In the present case, the wound was on the scalp (thickly innervated with nerves) measuring about 15 cm, and RIG administration was calculated based on body weight (2.7 ml). This quantity of RIG administrated with dilution may not have been sufficient to neutralise the virus in all the exposed parts. However, if the child had received RIG over and above the recommended body weight with or without appropriate dilution, the RIG may have neutralised the virus in all the exposed parts. The Equirab product manual mentions ERIG should not exceed the body weight recommendations because immunoglobulin may partially suppress active production of antibodies [4]. However, Madhusudhana and colleagues had mentioned that calculating the dose of RIG based on body weight may be not necessary [5]. The 2018 Expert Review mentions that with modern biologicals, the risk of systemic reactions to RIG are now considered negligible [3]. This is due to administration limited to and localised in the dermis, systemic distribution might be minimised and not interfere with postvaccine antibody production.

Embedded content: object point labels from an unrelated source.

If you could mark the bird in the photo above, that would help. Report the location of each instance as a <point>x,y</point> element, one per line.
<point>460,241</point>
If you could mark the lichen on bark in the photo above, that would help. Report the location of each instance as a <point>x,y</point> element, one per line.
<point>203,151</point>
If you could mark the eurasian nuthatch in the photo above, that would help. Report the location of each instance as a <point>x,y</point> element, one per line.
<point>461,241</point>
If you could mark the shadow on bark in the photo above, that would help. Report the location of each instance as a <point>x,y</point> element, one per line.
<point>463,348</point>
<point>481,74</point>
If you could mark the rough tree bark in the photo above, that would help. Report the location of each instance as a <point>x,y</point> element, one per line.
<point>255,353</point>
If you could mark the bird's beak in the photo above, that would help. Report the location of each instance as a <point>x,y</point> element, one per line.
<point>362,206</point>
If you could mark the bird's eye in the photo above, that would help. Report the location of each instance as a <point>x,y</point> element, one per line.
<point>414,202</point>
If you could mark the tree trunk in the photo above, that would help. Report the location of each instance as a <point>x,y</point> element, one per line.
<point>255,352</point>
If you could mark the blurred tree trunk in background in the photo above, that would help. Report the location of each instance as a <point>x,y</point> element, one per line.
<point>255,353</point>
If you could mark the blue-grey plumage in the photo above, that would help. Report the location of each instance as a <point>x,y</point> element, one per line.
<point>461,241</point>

A clinical case was reported in a child who had rabies exposure on the face, received full dose of ERIG into the wound, sutured, 4 doses of ARV (IM) given, and still developed rabies like the present case [6]. One of the causes of rabies prophylaxis failure is that not all wounds were infiltrated adequately with RIG [7], which may be the reason in the present case.

Antemortem confirmation of rabies by a combination of laboratory diagnostic assays (detection of viral RNA in CSF, skin and saliva, and neutralising antibodies in CSF) could be achieved in 40.6% cases similar to the observations of the present case [8].

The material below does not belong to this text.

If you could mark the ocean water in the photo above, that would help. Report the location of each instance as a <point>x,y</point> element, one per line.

An MRI of the brain and cervical spine performed using 1.5 Tesla scanner showed bilaterally symmetrical hyperintensities in T2 and FLAIR images in basal ganglia, thalamus, dorsal medulla, and central grey matter of the cervical spinal cord extending to the dorsal segments similar to the present case [9]. Diagnosis of rabies by MRI can be correlated when clinical suspicion is very high.

Postvaccination encephalomyelitis associated with vaccine such as rabies was ruled out in the current case as the CSF titre for rabies antibody showed 4-fold rise through RFFIT [10]. The clinical signs presented are similar to another confirmed rabies death reported in Bengaluru in a paediatric-aged child.[11]

Also, the cause of rabies encephalitis due to suturing an acute wound and in case of direct nerve inoculation of rabies virus has to be considered and beyond the scope of the study.

There is a need for research studies to generate evidence on upper limit or maximum quantity of RIG that can be given in high-risk exposures, along with vaccination for prevention of rabies in India. Moreover, currently, the WHO guidelines recommend local infiltration only, without injecting the remnant of the unused diluted RIG at a distance [12].

Good intensive care with supportive measures may help the occasional patient with rabies encephalitis to survive, but there is an urgent need for novel antivirals and newer therapeutic strategies to improve the outcomes [13].

Conclusion

Rabies encephalomyelitis, in spite of postexposure rabies prophylaxis, may be attributed to insufficient RIG administration to neutralise the virus locally. There is a need for further studies on the quantity of RIG in high-risk exposures for prevention of rabies.

Acknowledgments

The authors would like to thank the parents of the child who consented to share the information in spite of the great pain they are enduring, Dr. Rita S Mani, Professor of Neurovirology, NIMHANS Bangalore. Professor and Head, staff and postgraduates of department of Paediatrics, Anaesthesia and Community Medicine, Kempegowda Institute of Medical Sciences, Bangalore.